Yesterday’s enforcement sweeps targeted 98 stores in 17 states from California to Florida. The workers who were arrested likely will be placed in removal proceedings. It is unclear whether store managers and employers will be prosecuted, but criminal prosecution and civil monetary penalties are “fair game” under the currently applicable statutes. In short, the Trump administration’s message is clear as Thomas D. Homan, top official of the U.S. Immigration and Customs Enforcement, stated:
“Today’s actions send a strong message to U.S. businesses that hire and employ an illegal work force. ICE will enforce the law, and if you are found to be breaking the law, you will be held accountable.”
Employers should take action to ensure compliance and to prepare in the chance that their business is raided by the federal government.
Here are some useful tips:
- Consult with counsel and complete an internal audit of all I-9 Forms.
- Review employment eligibility verification policies and update those policies statements as appropriate.

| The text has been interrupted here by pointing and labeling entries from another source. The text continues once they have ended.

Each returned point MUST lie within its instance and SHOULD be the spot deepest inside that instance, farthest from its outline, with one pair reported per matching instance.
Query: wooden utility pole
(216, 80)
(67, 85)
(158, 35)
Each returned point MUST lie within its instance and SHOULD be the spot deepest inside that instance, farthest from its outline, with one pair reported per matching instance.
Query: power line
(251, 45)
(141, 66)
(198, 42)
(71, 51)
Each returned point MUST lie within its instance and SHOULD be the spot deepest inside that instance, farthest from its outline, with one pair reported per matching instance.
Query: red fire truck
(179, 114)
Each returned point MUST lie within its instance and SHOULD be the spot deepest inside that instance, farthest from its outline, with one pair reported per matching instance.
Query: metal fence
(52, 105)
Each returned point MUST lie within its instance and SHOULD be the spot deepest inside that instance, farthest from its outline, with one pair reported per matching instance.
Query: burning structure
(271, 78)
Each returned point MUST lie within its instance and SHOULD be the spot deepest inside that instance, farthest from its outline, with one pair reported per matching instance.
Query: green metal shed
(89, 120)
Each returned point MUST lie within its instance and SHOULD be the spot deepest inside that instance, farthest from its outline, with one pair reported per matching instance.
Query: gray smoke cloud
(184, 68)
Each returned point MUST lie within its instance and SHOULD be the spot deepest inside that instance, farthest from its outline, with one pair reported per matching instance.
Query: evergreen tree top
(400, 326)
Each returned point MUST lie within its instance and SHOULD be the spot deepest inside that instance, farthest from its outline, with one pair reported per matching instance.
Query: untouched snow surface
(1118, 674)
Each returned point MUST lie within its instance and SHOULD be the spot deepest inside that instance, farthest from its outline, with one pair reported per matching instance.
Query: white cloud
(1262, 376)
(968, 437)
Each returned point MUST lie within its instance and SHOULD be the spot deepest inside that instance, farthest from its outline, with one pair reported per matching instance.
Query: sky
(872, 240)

- Identify a worksite enforcement response team that can respond to a government raid and/or government inquiry concerning employment eligibility verification.
Critically, employers and their employees must know their rights so they may properly respond if a worksite enforcement raid occurs.
Employers should keep the following considerations in mind:
- You have the right to remain silent.
- You have the right to ask whether you are free to leave.
- You have the right to speak to a lawyer.
- You have the right to remain on property you own, unless you are arrested and detained.
- You have the right to legally challenge any search warrant presented concerning the worksite enforcement action.